'Outlander' Returns: More Time-Travel, Spanking, Nipples, and Kilts

Outlander begins the second half of its first season on Saturday night, to the vast relief of millions of fans and the business division of Starz, which has never had a hit that’s inspired such devotion. The series, based on Diana Gabaldon’s bestselling novels and overseen by producer Ronald D. Moore (Battlestar Galactica), is a canny mixture of romance, fantasy, history, adventure, violence, sex, Druids, kilts, time-travel, and unkempt hair. In short, it has everything.

When we last left Outlander, way back in September, the wild-maned Claire Randall (Caitriona Balfe) was in the 18th century-Scotland clutches of the dastardly Black Jack Randall (Tobias Menzies), with her husband Jamie Fraser (Sam Heughan) in hot pursuit. What a distance we’d come from the start of the series, in which World War II nurse Claire lived in 1940s England with her scholarly husband Frank Randall (also played by Menzies) before she was transported back in time.

I’m well into these new episodes, and can tell you without spoiling anything that it’s likely the second half of the season will fully satisfy the Outlander audience. These new hours place Claire’s inner struggles as centrally as the first half of the season did her outer struggles to adapt to the world of a bygone era. Claire is now, in effect, married to two men (Frank and Jamie) and is less sure than she once was that she ought to get herself back to the 1940s as soon as possible. The new episodes only deepen these struggles for Claire, as well as containing some harsh spanking, death by cyanide, and a wonderfully foppish performance by Simon Callow as the Duke of Sandringham.

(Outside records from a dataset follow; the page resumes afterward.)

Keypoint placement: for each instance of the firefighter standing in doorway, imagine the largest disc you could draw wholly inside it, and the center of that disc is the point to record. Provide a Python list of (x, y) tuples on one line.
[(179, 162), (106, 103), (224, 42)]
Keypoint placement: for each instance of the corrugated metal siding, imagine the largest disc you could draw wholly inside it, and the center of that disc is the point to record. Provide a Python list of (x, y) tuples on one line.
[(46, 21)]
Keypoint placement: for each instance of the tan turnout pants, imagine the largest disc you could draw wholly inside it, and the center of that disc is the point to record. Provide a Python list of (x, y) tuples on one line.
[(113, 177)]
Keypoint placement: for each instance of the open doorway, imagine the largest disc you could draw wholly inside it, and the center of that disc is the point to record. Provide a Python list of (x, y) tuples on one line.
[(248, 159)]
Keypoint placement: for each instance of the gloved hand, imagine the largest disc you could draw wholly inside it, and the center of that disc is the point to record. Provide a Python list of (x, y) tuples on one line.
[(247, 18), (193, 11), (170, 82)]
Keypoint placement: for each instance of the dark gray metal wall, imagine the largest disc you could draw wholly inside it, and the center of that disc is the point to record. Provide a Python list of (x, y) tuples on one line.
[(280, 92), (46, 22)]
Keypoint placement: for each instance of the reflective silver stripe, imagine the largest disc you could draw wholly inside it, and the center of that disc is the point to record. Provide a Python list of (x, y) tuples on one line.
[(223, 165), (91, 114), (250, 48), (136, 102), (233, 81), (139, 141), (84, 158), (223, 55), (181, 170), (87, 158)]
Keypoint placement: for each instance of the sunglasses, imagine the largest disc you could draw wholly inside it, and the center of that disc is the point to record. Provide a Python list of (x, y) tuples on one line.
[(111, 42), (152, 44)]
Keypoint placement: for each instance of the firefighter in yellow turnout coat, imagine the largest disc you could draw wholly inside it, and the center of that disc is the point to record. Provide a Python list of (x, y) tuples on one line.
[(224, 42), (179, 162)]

Related: ‘Outlander’ at PaleyFest: Drinking, Games, and the Promise of a ‘Satisfying’ Finale

The best decisions Moore made in adapting Gabaldon’s books to TV is to avoid condescending to the material, and to get excellent directors such as John Dahl and Toni Graphia to give the show a look and pace that’s both lush and swift. It would have been easy to make Outlander a campy soap opera; instead, it’s pulp fiction grounded in historical context and lifted by its time-travel twist to a level of intricately clever imaginativeness.

It helps, of course, that Balfe is such a compelling presence, completely convincing as an intelligent person swept away by extraordinary circumstances, living by her wits and not resistant to the power of romance without ever getting all weak and swoony about it. Where other characters in the latter half of the season will let slip the occasional “My nipples harden like acorns” comment, Balfe’s Claire admirably avoids similes and metaphors. When she and Jamie have sex, by God, they have good, improper sex, and by the almighty power of Starz, the camera does not cut away with anything approaching discretion.

In much the same way — well, actually, in quite a different way — Outlander continues to be a good show about improper times that provides an ever-growing audience with the kind of escapism that keeps bringing you back to reality.

Outlander airs Saturdays at 9 p.m. on Starz.